Civil society organisations, trade unions, community movements, and youth groups across Africa have launched the Fifth Africa Week of Action Against Water Privatisation, a continent-wide campaign coordinated by the Our Water Our Right Africa Coalition (OWORAC).
Held from 13–18 October 2025 under the theme “Public Water for Climate Resilience,” the campaign urges African governments to reject water privatisation and strengthen publicly managed water systems as the foundation for climate adaptation and social equity.
OWORAC warns that as Africa faces intensifying droughts, floods, and unpredictable rainfall, climate change is exposing the fragility of the continent’s water systems — many of which have suffered decades of underinvestment. Instead of rebuilding these systems, some governments, often influenced by private sector interests and international lenders, are turning to privatisation and desalination projects, which the coalition says will worsen inequality and environmental degradation.
“The climate crisis must not be turned into a pretext for water privatisation,” the coalition said. “True resilience lies in strong, transparent and publicly accountable systems that protect water as a common good.”
OWORAC highlighted the environmental and financial downsides of desalination, describing it as energy-intensive, fossil fuel dependent, and environmentally damaging.

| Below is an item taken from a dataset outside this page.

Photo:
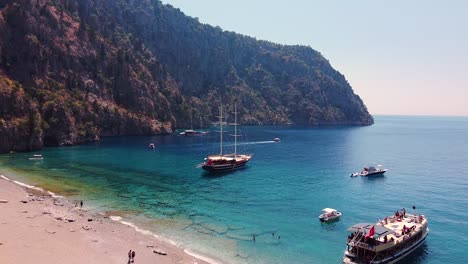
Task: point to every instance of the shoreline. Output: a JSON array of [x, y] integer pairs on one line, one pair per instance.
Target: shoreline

It cited examples such as the Carlsbad plant in California, where desalinated water costs 73% more than existing supplies, and Tunisia, where the cost is up to three times higher than reservoir water.

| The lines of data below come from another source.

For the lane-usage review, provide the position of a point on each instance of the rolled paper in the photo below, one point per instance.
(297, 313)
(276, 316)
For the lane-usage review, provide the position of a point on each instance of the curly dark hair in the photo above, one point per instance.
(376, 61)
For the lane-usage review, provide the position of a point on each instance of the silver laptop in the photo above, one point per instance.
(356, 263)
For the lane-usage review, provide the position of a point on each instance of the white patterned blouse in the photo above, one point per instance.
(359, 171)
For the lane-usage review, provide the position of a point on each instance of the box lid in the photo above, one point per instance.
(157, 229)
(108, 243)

The coalition also criticised Morocco’s 35-year concession with Veolia, warning that similar projects could hand over control of vital water systems to multinational corporations. Veolia’s global record, OWORAC noted, includes steep tariff hikes and poor service outcomes in cities such as Bucharest, Romania.
Instead of privatisation, the coalition is calling for sustained public financing for water and sanitation infrastructure, investment in renewable energy to lower carbon emissions, and community-led management of water resources. OWORAC also urged governments to end the practice of attaching privatisation conditions to international loans and to adopt policies that protect the poor and vulnerable from exclusion.
“The path to climate resilience runs through public water systems that serve all, not through profit-driven models that leave the poor behind,” OWORAC said.
The statement was jointly signed by 20 organisations from across Africa and allied global partners, including Corporate Accountability and Public Participation Africa (CAPPA), the Senegalese Water Justice Network, Revenue Mobilisation Africa, and the Health of Mother Earth Foundation (HOMEF), among others.